Wednesday, March 31, 2010

Spy Wednesday

8th grade got a little off track today.  One of the boys asked what Jesus "did" that saved us, making the distinction between teaching and salvation.  It being a Catholic school, and this being Holy Week, and that being an important question, I tried to give him an answer, which spawned more questions, and so it went.  One boy eventually asked, "Why did Judas betray Jesus?"

Good question, kid (They're full of those).

I've wondered this off and on over the years (the "on" usually being right about this time during Holy Week), and I've never been able to come up with an answer. I can think of possibilities.  None stand out as particularly motivating, at least not to me, who spends much more time wishing the be close to Jesus, but of course I'm looking at it from the comfort of certainty and 2,000 years temporal distance.

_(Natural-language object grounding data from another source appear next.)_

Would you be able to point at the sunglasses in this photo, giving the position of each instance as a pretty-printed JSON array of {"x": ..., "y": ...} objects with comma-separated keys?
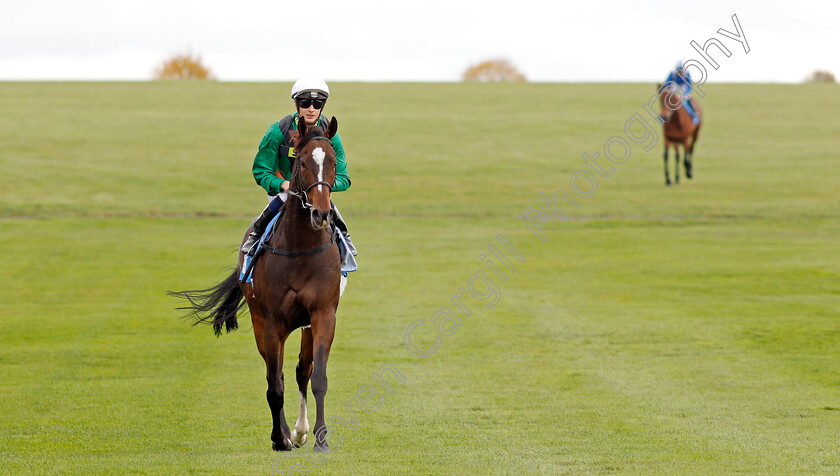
[{"x": 305, "y": 103}]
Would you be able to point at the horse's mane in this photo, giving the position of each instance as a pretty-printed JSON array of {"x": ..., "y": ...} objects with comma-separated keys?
[{"x": 311, "y": 133}]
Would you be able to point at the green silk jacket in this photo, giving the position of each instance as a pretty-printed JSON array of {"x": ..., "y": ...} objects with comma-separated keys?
[{"x": 268, "y": 160}]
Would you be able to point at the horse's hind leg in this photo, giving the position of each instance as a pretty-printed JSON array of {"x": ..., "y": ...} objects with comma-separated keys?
[
  {"x": 303, "y": 372},
  {"x": 275, "y": 340},
  {"x": 323, "y": 331},
  {"x": 689, "y": 157},
  {"x": 676, "y": 164}
]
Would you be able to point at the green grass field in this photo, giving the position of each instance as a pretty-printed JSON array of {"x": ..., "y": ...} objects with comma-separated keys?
[{"x": 691, "y": 329}]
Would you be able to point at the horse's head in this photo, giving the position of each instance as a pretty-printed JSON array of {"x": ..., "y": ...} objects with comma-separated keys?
[{"x": 314, "y": 172}]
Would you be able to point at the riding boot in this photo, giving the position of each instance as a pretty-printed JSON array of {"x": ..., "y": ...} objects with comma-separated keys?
[
  {"x": 259, "y": 225},
  {"x": 342, "y": 225}
]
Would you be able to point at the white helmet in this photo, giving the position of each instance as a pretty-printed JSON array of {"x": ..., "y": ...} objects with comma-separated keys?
[{"x": 314, "y": 87}]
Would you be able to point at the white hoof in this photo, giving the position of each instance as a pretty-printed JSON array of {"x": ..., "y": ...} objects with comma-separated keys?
[{"x": 298, "y": 439}]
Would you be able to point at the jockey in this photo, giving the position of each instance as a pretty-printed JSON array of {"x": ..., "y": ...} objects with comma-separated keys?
[
  {"x": 682, "y": 81},
  {"x": 272, "y": 164}
]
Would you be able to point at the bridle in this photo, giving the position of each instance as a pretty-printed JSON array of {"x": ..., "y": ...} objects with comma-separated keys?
[{"x": 296, "y": 180}]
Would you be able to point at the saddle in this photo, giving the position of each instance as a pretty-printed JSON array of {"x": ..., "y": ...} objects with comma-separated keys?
[{"x": 348, "y": 261}]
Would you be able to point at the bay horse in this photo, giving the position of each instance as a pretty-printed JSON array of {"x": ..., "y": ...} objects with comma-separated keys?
[
  {"x": 295, "y": 284},
  {"x": 679, "y": 130}
]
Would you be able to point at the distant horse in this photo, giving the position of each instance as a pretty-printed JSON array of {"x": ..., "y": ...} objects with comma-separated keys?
[
  {"x": 679, "y": 129},
  {"x": 295, "y": 284}
]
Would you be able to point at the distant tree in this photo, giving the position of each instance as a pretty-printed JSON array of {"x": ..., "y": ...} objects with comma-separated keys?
[
  {"x": 820, "y": 76},
  {"x": 183, "y": 66},
  {"x": 493, "y": 70}
]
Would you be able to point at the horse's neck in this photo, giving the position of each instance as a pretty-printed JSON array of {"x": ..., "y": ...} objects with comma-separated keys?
[{"x": 295, "y": 232}]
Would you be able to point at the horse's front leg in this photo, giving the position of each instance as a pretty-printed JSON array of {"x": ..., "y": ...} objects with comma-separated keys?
[
  {"x": 303, "y": 372},
  {"x": 275, "y": 340},
  {"x": 323, "y": 331}
]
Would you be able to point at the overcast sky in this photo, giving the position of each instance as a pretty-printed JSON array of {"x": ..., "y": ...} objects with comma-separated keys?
[{"x": 433, "y": 40}]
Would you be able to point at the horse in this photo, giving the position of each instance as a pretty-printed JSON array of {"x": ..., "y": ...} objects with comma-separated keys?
[
  {"x": 679, "y": 129},
  {"x": 295, "y": 285}
]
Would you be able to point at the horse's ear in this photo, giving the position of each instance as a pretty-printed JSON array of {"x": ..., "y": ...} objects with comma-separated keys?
[
  {"x": 301, "y": 126},
  {"x": 333, "y": 127}
]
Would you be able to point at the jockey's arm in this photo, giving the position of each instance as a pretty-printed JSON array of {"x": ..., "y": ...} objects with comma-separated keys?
[
  {"x": 342, "y": 179},
  {"x": 265, "y": 162}
]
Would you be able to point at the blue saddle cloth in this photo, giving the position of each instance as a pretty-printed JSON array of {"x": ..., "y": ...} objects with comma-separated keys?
[{"x": 348, "y": 261}]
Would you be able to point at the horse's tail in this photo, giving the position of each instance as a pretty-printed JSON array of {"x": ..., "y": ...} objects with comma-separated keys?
[{"x": 218, "y": 305}]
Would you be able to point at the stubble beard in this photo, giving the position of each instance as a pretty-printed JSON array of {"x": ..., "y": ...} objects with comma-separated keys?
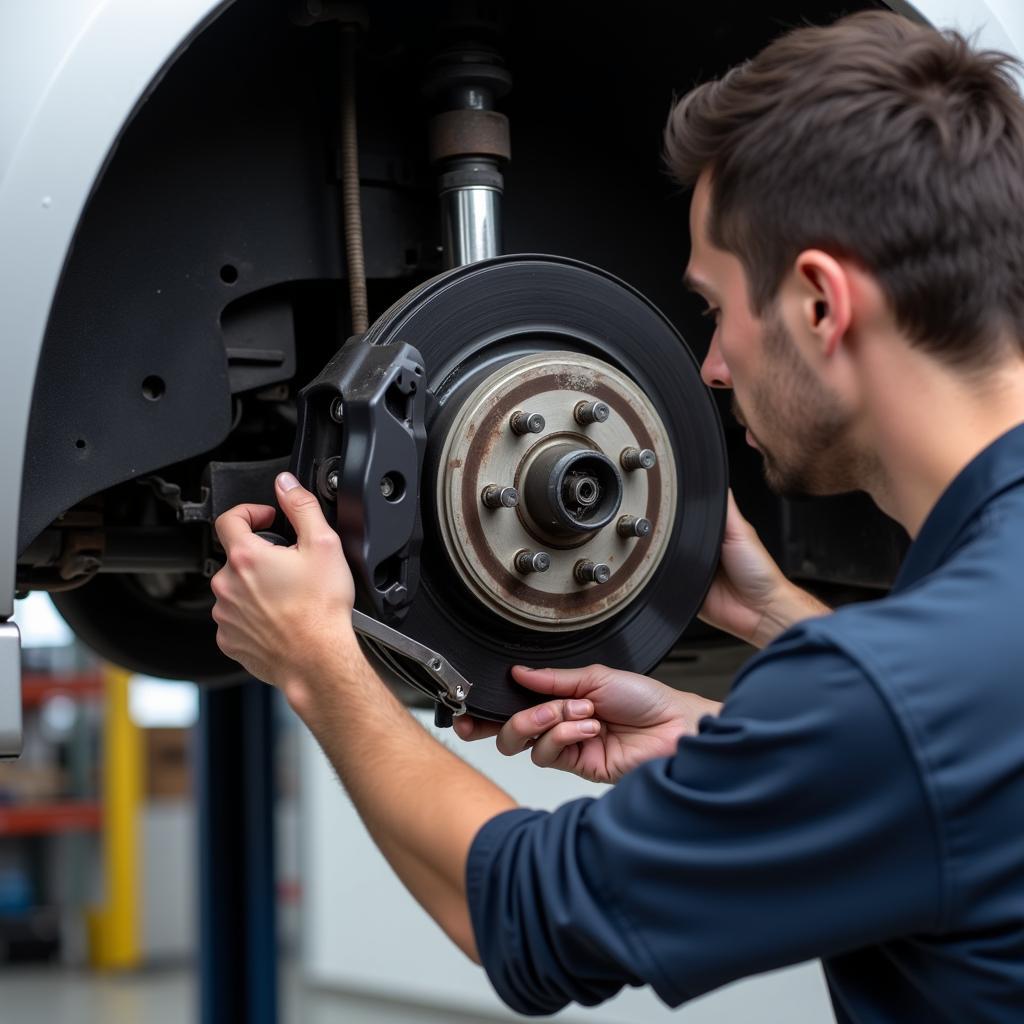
[{"x": 804, "y": 432}]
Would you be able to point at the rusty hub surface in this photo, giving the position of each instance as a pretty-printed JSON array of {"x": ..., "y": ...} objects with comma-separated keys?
[{"x": 482, "y": 450}]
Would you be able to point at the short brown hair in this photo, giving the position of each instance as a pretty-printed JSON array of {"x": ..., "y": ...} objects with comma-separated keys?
[{"x": 878, "y": 139}]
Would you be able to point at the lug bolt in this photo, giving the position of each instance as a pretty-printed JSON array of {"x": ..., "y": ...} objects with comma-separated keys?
[
  {"x": 526, "y": 423},
  {"x": 591, "y": 412},
  {"x": 587, "y": 571},
  {"x": 633, "y": 525},
  {"x": 638, "y": 459},
  {"x": 531, "y": 561},
  {"x": 497, "y": 497}
]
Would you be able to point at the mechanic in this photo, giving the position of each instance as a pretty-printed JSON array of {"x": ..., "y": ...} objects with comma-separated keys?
[{"x": 857, "y": 228}]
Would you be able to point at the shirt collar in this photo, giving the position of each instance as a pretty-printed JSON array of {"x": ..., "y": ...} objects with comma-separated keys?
[{"x": 997, "y": 467}]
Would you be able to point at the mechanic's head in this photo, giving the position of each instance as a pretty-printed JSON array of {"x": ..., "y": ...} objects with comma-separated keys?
[{"x": 859, "y": 180}]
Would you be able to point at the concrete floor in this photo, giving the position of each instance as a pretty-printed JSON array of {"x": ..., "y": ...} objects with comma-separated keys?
[{"x": 168, "y": 995}]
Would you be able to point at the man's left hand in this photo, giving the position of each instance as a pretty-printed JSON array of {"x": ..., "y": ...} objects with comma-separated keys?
[{"x": 282, "y": 612}]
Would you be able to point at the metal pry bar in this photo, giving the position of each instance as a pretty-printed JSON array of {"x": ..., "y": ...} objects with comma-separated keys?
[{"x": 440, "y": 681}]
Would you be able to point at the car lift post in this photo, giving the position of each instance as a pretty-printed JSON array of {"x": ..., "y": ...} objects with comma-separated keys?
[{"x": 238, "y": 907}]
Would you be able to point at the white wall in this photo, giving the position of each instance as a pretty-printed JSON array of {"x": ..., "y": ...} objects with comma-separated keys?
[{"x": 361, "y": 931}]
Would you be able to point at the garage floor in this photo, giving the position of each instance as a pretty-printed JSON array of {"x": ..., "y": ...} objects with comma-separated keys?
[{"x": 57, "y": 995}]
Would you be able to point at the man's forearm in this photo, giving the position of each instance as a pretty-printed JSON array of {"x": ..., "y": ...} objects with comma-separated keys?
[{"x": 421, "y": 804}]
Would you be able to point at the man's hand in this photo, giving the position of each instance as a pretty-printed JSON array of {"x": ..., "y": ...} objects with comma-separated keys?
[
  {"x": 283, "y": 612},
  {"x": 603, "y": 724},
  {"x": 750, "y": 597}
]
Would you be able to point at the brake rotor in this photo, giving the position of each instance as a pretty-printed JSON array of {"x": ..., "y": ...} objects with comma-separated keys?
[{"x": 551, "y": 339}]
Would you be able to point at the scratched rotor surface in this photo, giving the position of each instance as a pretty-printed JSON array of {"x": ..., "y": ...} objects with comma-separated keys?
[{"x": 485, "y": 330}]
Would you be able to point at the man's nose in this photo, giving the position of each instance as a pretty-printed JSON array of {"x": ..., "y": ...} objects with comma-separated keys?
[{"x": 714, "y": 372}]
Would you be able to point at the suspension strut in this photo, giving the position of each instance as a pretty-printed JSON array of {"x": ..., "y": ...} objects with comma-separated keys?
[{"x": 469, "y": 140}]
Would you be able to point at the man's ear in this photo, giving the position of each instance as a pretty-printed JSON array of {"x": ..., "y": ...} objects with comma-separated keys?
[{"x": 823, "y": 297}]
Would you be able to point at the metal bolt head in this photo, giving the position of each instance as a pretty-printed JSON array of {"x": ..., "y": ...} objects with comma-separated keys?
[
  {"x": 526, "y": 423},
  {"x": 531, "y": 561},
  {"x": 497, "y": 497},
  {"x": 591, "y": 412},
  {"x": 638, "y": 459},
  {"x": 633, "y": 525},
  {"x": 587, "y": 571}
]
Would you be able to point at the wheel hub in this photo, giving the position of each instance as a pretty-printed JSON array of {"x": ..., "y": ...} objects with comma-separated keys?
[{"x": 573, "y": 488}]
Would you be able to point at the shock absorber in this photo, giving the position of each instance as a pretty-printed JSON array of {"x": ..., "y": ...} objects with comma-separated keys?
[{"x": 469, "y": 140}]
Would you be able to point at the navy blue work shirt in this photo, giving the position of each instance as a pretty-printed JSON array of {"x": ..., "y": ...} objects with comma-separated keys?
[{"x": 860, "y": 798}]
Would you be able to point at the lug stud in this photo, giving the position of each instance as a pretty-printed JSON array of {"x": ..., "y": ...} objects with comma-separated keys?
[
  {"x": 587, "y": 571},
  {"x": 526, "y": 423},
  {"x": 633, "y": 525},
  {"x": 590, "y": 412},
  {"x": 531, "y": 561},
  {"x": 637, "y": 459},
  {"x": 497, "y": 497}
]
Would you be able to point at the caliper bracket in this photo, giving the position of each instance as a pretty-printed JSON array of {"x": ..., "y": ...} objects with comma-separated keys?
[{"x": 358, "y": 446}]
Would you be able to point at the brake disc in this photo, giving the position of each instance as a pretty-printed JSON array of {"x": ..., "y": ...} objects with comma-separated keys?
[{"x": 572, "y": 492}]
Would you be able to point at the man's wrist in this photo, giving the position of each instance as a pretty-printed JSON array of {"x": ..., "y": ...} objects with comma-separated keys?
[
  {"x": 793, "y": 605},
  {"x": 335, "y": 666}
]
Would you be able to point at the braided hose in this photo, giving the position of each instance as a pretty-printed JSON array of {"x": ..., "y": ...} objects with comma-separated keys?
[{"x": 351, "y": 211}]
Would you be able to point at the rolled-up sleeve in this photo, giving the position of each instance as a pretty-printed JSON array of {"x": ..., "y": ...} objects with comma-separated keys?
[{"x": 794, "y": 825}]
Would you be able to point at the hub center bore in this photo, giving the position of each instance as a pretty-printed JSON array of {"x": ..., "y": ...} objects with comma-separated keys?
[{"x": 570, "y": 491}]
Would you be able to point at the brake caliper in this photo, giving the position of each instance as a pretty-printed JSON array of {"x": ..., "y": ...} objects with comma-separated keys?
[{"x": 359, "y": 449}]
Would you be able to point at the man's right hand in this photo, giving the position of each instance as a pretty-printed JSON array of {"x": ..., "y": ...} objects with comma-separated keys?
[
  {"x": 750, "y": 597},
  {"x": 602, "y": 723}
]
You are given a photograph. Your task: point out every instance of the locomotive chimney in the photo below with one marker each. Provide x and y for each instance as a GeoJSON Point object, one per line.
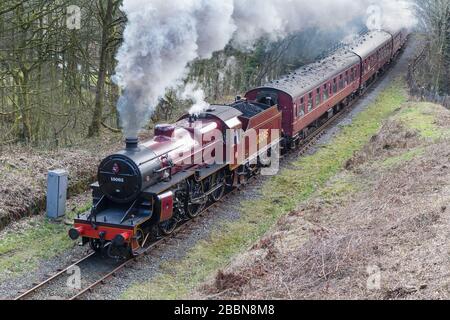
{"type": "Point", "coordinates": [132, 143]}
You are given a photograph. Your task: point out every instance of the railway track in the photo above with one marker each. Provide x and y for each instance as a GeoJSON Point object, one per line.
{"type": "Point", "coordinates": [113, 267]}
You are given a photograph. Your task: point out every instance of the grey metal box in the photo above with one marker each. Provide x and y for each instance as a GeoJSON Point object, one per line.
{"type": "Point", "coordinates": [57, 183]}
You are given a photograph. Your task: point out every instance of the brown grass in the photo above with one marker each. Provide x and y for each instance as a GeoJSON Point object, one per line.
{"type": "Point", "coordinates": [398, 222]}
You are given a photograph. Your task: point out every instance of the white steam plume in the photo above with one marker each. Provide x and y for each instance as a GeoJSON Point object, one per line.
{"type": "Point", "coordinates": [163, 36]}
{"type": "Point", "coordinates": [197, 95]}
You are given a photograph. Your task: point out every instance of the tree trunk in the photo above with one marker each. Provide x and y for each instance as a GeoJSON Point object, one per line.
{"type": "Point", "coordinates": [94, 129]}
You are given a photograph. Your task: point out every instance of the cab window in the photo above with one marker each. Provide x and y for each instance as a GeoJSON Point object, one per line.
{"type": "Point", "coordinates": [310, 102]}
{"type": "Point", "coordinates": [326, 93]}
{"type": "Point", "coordinates": [318, 97]}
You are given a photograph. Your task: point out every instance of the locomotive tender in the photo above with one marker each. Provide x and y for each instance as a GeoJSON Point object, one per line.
{"type": "Point", "coordinates": [153, 186]}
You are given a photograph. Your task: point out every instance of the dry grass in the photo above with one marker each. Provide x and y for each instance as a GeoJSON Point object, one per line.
{"type": "Point", "coordinates": [23, 172]}
{"type": "Point", "coordinates": [398, 223]}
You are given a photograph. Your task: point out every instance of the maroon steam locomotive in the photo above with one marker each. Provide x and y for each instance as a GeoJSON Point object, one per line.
{"type": "Point", "coordinates": [149, 188]}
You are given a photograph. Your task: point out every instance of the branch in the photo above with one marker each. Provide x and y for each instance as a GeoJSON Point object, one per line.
{"type": "Point", "coordinates": [111, 128]}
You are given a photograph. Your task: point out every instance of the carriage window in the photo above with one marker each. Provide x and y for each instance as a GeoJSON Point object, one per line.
{"type": "Point", "coordinates": [301, 108]}
{"type": "Point", "coordinates": [310, 102]}
{"type": "Point", "coordinates": [326, 93]}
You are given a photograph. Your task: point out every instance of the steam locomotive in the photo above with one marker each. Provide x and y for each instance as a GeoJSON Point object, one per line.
{"type": "Point", "coordinates": [149, 188]}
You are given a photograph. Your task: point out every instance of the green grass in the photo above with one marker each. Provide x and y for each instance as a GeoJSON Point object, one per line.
{"type": "Point", "coordinates": [281, 195]}
{"type": "Point", "coordinates": [393, 162]}
{"type": "Point", "coordinates": [423, 118]}
{"type": "Point", "coordinates": [22, 248]}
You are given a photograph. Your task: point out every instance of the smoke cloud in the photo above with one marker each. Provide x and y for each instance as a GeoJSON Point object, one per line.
{"type": "Point", "coordinates": [163, 36]}
{"type": "Point", "coordinates": [197, 95]}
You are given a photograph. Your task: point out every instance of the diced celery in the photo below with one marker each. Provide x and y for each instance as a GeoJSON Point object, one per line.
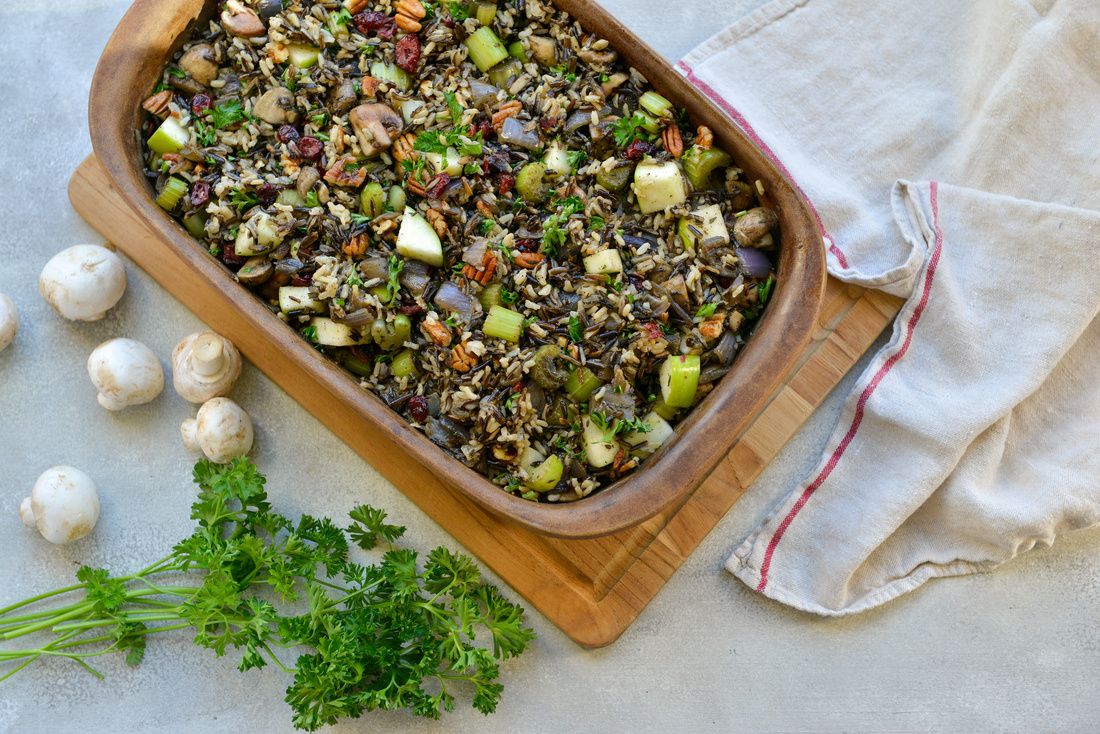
{"type": "Point", "coordinates": [169, 138]}
{"type": "Point", "coordinates": [372, 199]}
{"type": "Point", "coordinates": [516, 50]}
{"type": "Point", "coordinates": [655, 105]}
{"type": "Point", "coordinates": [392, 74]}
{"type": "Point", "coordinates": [711, 225]}
{"type": "Point", "coordinates": [328, 332]}
{"type": "Point", "coordinates": [301, 55]}
{"type": "Point", "coordinates": [598, 450]}
{"type": "Point", "coordinates": [174, 189]}
{"type": "Point", "coordinates": [645, 442]}
{"type": "Point", "coordinates": [582, 382]}
{"type": "Point", "coordinates": [491, 296]}
{"type": "Point", "coordinates": [659, 186]}
{"type": "Point", "coordinates": [196, 223]}
{"type": "Point", "coordinates": [679, 378]}
{"type": "Point", "coordinates": [605, 261]}
{"type": "Point", "coordinates": [486, 12]}
{"type": "Point", "coordinates": [295, 298]}
{"type": "Point", "coordinates": [485, 48]}
{"type": "Point", "coordinates": [396, 198]}
{"type": "Point", "coordinates": [546, 475]}
{"type": "Point", "coordinates": [404, 364]}
{"type": "Point", "coordinates": [700, 164]}
{"type": "Point", "coordinates": [504, 324]}
{"type": "Point", "coordinates": [290, 198]}
{"type": "Point", "coordinates": [557, 160]}
{"type": "Point", "coordinates": [529, 183]}
{"type": "Point", "coordinates": [416, 239]}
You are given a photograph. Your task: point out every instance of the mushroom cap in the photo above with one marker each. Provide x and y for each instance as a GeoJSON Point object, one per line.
{"type": "Point", "coordinates": [64, 504]}
{"type": "Point", "coordinates": [84, 282]}
{"type": "Point", "coordinates": [9, 321]}
{"type": "Point", "coordinates": [222, 430]}
{"type": "Point", "coordinates": [205, 365]}
{"type": "Point", "coordinates": [124, 372]}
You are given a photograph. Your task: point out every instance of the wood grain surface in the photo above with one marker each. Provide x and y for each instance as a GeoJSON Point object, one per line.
{"type": "Point", "coordinates": [592, 589]}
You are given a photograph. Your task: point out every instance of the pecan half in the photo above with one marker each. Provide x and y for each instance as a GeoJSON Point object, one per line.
{"type": "Point", "coordinates": [673, 142]}
{"type": "Point", "coordinates": [437, 331]}
{"type": "Point", "coordinates": [509, 109]}
{"type": "Point", "coordinates": [158, 103]}
{"type": "Point", "coordinates": [462, 360]}
{"type": "Point", "coordinates": [356, 245]}
{"type": "Point", "coordinates": [345, 172]}
{"type": "Point", "coordinates": [704, 139]}
{"type": "Point", "coordinates": [529, 260]}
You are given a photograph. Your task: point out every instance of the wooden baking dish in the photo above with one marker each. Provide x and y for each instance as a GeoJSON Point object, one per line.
{"type": "Point", "coordinates": [131, 65]}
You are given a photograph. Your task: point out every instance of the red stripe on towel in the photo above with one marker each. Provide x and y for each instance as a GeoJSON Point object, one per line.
{"type": "Point", "coordinates": [865, 396]}
{"type": "Point", "coordinates": [744, 124]}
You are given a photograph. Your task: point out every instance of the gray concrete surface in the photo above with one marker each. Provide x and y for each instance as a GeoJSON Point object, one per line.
{"type": "Point", "coordinates": [1015, 650]}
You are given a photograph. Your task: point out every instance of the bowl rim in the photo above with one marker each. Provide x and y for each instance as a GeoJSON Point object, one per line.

And yet, I wonder about that certainty bit.  So many Christians try to make Jesus in their own image -- style him into something that fits their existing view of the world and how things are and how things ought to be.  I'd wager a majority of believing Christians are pretty certain they have the right conception of who and what Jesus is, but of course with all those different variations, someone is going to be wrong.

So, I wonder if Judas wasn't just another of us trying to make his messiah what he was supposed to be, doggonit, and fed up that he wasn't or frustrated with events that weren't going the way he'd have liked, and decided he was going to do something, anything.  And like all of us when we sin, he thought he was doing a good thing. He thought he knew better than Jesus, Christ or no Christ.

I'm not making light of the betrayal, and neither do I attempt to outline mitigating factors of the willful catalyst in the crucifixion of the Son of God.  It's simpler than that -- it's an observation of how alike so much sin is, and the suggestion that perhaps we are not so different from Judas ourselves.

Tomorrow evening, we gather 'round the table and break bread with our Lord, and like every other Mass, there will be John's and Peter's -- and Judas's.

1 comment:

NC Sue said...

Like you, I've puzzled over Judas. The prevailing opinions that I've heard supposes that Judas was angry at the way funds were being spent. That doesn't make sense to me - if true, wouldn't he have spoken up about it before taking such a drastic and irrevocable action?

I don't know that I'll ever understand it. I can only pray that I will not betray Him.